Well, you hit upon some key things, inflation is the creation of money, it always has been a monetary phenomenon; government’s have been inflating their currencies going back to kings, pharaohs and Roman emperors, as well as heads of state, presidents and prime ministers but they all try to hide the effect of what causes it. It’s always trying to blame it on something else, and we try to confuse people whether we’re talking about the core rate, or we’re talking about prices. prices go up and you know what caused those prices to go up, it’s inflation which is created through government monetary policy. You hit it on the head.
JOHN: You know, Jim, one of the privileges we have here on the program is listening to interviews with different people so that we get a variety of thought in here. I’m looking forward to those things coming up in the weeks ahead and what are they for the benefit of our listeners?
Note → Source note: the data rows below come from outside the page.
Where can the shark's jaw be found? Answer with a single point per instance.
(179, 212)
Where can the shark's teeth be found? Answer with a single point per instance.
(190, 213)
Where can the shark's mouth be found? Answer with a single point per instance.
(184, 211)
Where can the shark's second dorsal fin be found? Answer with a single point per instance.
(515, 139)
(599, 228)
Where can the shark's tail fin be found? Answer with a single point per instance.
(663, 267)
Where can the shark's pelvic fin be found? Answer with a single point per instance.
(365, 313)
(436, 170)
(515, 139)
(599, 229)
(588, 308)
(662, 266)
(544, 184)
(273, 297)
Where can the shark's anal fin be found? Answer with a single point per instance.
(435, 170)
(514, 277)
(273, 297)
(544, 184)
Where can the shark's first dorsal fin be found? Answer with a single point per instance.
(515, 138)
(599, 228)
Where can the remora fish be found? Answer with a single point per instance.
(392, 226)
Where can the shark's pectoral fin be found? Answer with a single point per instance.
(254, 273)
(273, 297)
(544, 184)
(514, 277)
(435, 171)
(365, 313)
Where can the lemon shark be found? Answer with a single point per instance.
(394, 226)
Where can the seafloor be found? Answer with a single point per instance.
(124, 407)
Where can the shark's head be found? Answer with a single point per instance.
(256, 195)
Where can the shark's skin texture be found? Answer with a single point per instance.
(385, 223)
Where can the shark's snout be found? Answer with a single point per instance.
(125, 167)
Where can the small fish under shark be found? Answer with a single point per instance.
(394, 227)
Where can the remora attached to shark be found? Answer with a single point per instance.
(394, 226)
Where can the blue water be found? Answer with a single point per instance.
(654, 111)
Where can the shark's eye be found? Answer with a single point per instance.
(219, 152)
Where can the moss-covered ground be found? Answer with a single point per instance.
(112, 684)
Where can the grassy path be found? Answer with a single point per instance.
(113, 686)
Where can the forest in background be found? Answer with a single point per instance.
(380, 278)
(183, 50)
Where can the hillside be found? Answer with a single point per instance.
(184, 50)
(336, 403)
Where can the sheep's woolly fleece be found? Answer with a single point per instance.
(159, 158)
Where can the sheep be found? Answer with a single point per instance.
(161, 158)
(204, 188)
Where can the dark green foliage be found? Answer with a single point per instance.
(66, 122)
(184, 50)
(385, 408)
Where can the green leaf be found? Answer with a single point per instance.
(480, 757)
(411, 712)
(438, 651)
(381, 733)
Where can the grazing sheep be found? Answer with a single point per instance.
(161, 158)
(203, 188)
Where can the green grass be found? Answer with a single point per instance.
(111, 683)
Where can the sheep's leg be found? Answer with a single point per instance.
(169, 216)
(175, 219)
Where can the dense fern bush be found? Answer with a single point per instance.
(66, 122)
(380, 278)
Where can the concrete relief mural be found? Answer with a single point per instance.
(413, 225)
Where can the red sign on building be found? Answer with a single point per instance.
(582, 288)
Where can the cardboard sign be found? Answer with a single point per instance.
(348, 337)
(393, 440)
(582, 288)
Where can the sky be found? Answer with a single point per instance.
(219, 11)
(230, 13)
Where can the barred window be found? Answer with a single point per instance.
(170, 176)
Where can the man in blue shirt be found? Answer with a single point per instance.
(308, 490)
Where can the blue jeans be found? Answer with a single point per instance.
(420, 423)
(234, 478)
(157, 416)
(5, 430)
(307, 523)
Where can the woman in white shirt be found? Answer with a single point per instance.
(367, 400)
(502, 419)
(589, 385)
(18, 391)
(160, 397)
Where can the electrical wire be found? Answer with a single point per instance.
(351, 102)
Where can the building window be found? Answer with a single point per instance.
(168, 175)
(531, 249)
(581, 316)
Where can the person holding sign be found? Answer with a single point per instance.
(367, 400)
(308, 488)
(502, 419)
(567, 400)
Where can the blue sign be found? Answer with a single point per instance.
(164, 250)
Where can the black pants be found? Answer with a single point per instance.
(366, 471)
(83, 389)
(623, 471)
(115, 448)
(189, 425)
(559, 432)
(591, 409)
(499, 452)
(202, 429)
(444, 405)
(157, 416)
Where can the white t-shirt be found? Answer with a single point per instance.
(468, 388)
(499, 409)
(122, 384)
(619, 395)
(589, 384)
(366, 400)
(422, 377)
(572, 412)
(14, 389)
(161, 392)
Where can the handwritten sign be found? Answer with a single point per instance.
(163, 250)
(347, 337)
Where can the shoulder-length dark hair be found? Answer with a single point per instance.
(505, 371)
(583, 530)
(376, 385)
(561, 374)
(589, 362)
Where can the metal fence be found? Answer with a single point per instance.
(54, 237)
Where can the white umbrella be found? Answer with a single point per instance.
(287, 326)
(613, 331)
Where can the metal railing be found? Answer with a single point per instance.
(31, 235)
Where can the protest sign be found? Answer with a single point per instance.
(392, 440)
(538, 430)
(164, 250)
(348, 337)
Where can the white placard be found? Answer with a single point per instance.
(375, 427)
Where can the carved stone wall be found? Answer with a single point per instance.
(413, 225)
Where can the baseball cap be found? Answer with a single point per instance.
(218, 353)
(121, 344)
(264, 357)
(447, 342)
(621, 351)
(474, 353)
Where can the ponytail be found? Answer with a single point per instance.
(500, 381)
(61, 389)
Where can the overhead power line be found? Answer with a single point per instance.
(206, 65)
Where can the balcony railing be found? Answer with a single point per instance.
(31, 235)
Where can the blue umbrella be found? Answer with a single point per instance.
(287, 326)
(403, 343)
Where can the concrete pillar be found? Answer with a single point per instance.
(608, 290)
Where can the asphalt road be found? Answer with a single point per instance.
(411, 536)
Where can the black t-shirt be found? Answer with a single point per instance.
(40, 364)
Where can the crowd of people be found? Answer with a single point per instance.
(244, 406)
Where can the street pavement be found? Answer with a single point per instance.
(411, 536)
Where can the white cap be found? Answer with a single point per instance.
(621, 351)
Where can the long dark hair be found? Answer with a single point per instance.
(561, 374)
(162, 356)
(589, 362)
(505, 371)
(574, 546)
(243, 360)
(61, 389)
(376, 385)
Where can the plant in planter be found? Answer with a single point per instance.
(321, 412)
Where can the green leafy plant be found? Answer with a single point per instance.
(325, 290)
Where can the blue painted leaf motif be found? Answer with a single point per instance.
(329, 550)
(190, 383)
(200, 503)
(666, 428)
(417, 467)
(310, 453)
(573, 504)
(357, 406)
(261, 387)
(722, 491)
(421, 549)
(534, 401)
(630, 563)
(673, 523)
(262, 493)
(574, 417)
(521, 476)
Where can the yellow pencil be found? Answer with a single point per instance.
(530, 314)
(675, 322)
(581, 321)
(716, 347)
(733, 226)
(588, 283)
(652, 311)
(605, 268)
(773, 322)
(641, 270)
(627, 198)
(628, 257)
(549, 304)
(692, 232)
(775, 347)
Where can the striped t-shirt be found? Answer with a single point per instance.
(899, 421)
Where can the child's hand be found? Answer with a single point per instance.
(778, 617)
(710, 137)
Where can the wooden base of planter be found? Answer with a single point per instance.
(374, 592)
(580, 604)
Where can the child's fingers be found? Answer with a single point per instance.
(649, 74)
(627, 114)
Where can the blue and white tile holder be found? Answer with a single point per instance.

JIM: Dan Reingold's Confessions of a Wall Street Analyst, was moved up a week. I hope you guys really enjoy listening to that interview. This is a guy with high integrity -- really says a lot about what is wrong with the system and what needs to be fixed. A lot of people thought it was fixed with Sarbanes-Oxley, which it wasn’t. Anyway, next week we’ll run Ahead of the Trend with Ike Iossif. First week of May, Matt Simmons will be joining us; The Ominous Parallels with Leonard Peikoff will be the second week of May; and then Ike Iossif will be back again for Ahead of the Trends.
Well, unfortunately we’ve run out of time. As always we appreciate you joining us here on the Financial Sense Newshour. In the meantime, until you and I talk again, we hope you have a pleasant weekend.